Footprints – Part IV

by Gaston Prereth

“No. The point is that you just don’t understand.” The old man shouted, his neck reddening as if it had just been slapped. Ruben stood before the three head technicians, nervously fidgeting from one foot to the other. The old man, named Cristden, had erupted into anger as quickly as a door sliding open and Ruben took a step back in surprise. He had come to the council to report his finding of the dead spider as soon as he had been able to call a fellow technician to cover his post, but none of them seemed interested in his discovery. He still held the spider in the palm of his hand, proffering it before the council like a beggar waiting to receive a coin. The little crumple of metal legs looked pitiful against his pale skin.

When rushing to make a repair, spiders had been known to move faster than a man could run, and their delicate legs could move with such precision and strength as to manipulate any material found in their village into whatever shape the spider required. They could knit metal together to cover a crack, they could unscrew nuts and bolts. They had even been known to work in groups, carrying bundles of wires across the floor with one spider sat atop the bundle, directing proceedings. In everything they did, they oozed God’s majesty.
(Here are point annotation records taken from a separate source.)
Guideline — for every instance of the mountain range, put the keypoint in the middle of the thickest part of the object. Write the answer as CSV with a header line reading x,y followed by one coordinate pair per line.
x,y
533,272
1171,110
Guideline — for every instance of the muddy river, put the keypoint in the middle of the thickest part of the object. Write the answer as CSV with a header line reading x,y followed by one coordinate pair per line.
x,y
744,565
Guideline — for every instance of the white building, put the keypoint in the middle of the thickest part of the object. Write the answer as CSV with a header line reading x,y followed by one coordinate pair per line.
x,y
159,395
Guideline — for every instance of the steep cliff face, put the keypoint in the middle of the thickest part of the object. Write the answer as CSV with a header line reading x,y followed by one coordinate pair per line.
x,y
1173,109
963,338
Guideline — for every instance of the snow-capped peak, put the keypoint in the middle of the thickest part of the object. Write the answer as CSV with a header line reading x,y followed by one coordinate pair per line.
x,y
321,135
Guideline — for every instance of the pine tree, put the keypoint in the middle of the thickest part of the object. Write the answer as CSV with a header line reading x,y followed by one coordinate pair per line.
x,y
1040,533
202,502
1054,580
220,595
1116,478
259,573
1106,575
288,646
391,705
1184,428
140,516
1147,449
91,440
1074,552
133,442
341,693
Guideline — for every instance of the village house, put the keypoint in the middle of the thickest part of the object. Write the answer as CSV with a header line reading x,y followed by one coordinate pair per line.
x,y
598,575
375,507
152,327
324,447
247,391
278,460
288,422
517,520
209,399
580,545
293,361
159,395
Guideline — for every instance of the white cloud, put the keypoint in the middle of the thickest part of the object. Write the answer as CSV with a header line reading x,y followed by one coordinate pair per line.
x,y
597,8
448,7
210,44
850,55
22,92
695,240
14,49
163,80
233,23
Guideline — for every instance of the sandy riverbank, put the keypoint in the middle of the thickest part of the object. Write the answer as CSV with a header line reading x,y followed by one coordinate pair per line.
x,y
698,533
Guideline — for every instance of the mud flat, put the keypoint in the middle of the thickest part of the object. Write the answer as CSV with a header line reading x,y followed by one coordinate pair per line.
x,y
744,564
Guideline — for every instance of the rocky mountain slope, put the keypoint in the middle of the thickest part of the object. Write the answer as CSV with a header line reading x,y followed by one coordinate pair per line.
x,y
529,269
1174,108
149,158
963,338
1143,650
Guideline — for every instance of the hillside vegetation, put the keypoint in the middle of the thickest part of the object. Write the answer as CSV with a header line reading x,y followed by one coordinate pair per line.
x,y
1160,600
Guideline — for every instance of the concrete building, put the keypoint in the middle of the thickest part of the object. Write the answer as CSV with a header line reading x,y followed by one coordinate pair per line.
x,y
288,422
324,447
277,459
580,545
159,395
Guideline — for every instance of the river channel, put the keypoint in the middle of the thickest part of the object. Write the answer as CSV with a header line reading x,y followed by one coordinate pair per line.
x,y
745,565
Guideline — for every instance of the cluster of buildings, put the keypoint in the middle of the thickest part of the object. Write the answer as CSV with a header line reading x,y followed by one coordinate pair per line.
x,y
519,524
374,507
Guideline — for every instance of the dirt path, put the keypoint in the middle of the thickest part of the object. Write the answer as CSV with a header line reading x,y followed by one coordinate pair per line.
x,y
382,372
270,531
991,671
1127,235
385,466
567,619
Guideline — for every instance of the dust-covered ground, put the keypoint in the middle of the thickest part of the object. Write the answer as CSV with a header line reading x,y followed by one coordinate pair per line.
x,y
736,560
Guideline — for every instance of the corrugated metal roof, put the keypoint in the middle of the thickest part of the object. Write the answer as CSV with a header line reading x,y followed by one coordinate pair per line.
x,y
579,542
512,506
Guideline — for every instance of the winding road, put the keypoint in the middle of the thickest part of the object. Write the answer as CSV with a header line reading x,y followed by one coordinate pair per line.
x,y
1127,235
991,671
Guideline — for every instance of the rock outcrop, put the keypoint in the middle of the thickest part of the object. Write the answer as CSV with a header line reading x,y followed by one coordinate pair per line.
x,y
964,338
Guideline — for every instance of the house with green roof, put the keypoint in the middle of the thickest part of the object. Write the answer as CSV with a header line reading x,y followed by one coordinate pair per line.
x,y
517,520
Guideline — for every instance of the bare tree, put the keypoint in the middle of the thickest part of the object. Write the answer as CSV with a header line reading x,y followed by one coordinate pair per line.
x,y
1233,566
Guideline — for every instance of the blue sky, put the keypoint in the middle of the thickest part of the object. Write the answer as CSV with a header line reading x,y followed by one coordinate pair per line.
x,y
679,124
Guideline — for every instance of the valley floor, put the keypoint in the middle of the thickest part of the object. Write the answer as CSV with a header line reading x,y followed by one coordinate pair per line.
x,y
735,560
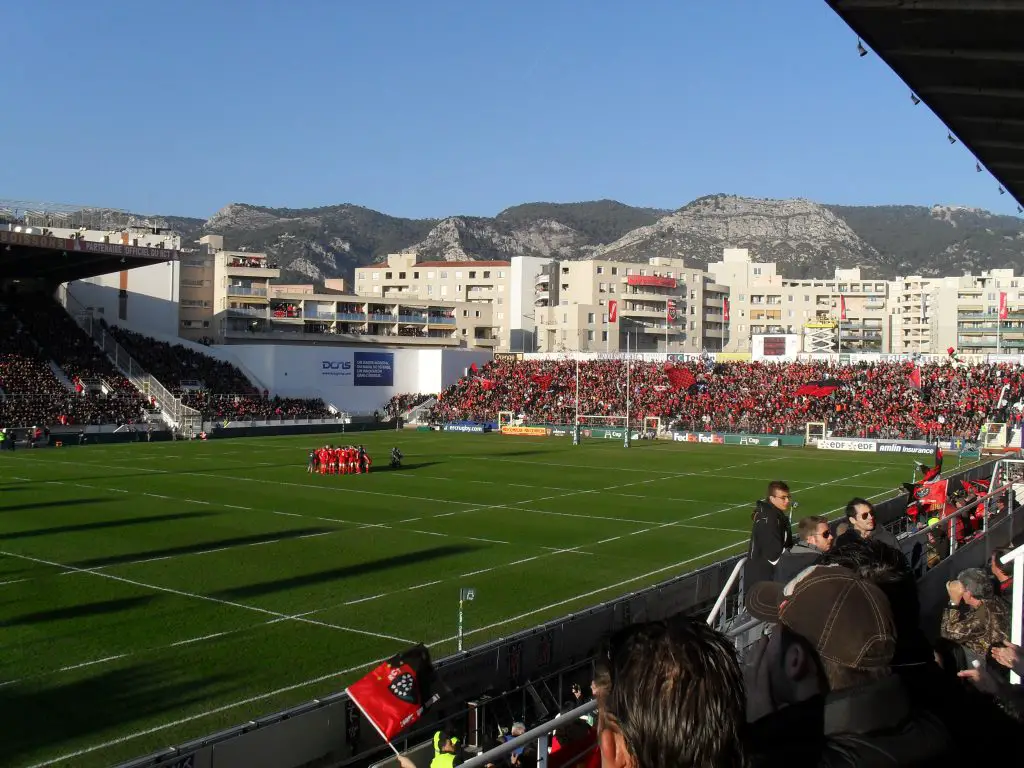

In death, however, this little ball of metal looked pitiful. Every crooked angle of its splayed legs sent shivers down Ruben’s spine. It gave him the same heavy feeling in his stomach that he got when he saw the crack in the Northside of the dome. It was like the rock beneath his feet was starting to give way and there was nothing for him of which to grab a hold.  It was a deep sinking inevitability. A darkness that welled inside him and tried to suck him within itself.

The council, on the other hand, seemed unmoved. They’d barely glanced at the shrivelled spider. When he had first unclasped his fingers from their loose hold, they had looked at his hand as if he were offering them a day old nutrition capsule. Their disinterest had thrummed in the air like lacklustre electricity and Ruben had begun to feel as small as the spider he held.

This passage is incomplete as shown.